The Missouri Plateau is an unglaciated region of the Great Plains of North America, extending from central Montana and northeast Wyoming across western portions of North and South Dakota. Bounded by glaciated plains to its north and east, by the Rocky Mountains Province to its west and by the High Plains to its south, the Plateau is drained by the the Missouri River and tributaries arriving from the south and west: the Yellowstone, Little Missouri, Grande, Moreau, Cheyenne and White Rivers.
Since the Missouri Plateau is coated with relatively soft Tertiary sediments, eroded from the Rockies, many of these tributaries have produced "badlands" along their valleys; the most famous of these, protected within Badlands National Park, was eroded by the White River of southwestern South Dakota. The most prominent geographic feature within this province, however, is the Precambrian dome of the Black Hills, that rose through the younger sediments. Another region of topographic relief is along the Pine Ridge Escarpment of northwest Nebraska, northeast Wyoming and southwest South Dakota, where the north edge of the High Plains drops into the dissected terrain of the Missouri Plateau.

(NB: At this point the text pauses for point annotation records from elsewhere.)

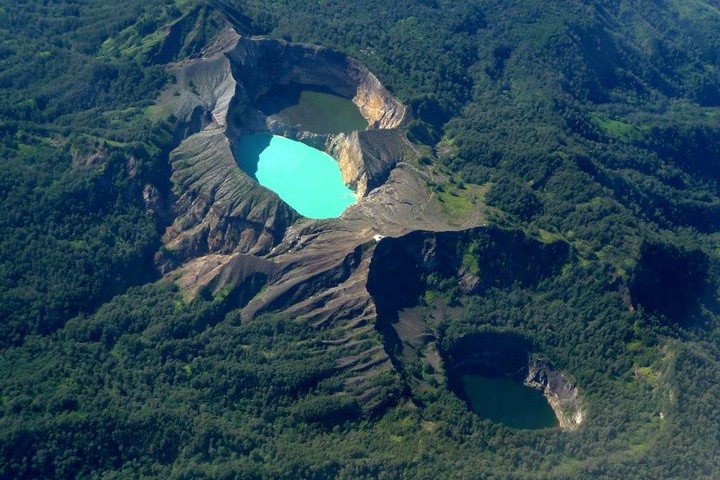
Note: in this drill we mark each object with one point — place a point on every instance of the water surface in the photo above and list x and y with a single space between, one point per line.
311 108
508 402
305 178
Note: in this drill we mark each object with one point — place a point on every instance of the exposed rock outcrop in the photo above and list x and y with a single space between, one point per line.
561 393
233 238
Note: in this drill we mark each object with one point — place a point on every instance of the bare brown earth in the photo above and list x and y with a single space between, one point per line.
232 237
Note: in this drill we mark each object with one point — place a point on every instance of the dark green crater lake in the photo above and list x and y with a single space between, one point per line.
311 108
507 401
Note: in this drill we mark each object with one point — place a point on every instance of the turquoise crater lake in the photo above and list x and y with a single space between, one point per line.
305 178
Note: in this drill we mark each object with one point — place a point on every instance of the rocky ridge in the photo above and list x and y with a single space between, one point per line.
232 237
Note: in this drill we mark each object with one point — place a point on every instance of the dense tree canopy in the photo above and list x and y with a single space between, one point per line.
596 127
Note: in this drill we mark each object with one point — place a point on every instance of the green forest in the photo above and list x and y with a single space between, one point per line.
595 125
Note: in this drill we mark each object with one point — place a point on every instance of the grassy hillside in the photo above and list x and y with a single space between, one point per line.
595 124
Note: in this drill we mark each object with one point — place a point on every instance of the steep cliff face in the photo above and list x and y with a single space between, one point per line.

To the disinterested traveler, the Great Plains of our Continent may seem to be a single, vast province of prairie and crop fields, extending from the Mississippi Valley to the Rocky Mountain corridor. In reality, the Plains are a mosaic of geographic regions, the products of underlying geology, glaciation, stream erosion, elevation and climate. For those who care to look, each region offers unique natural features, including its own mix of fauna and flora.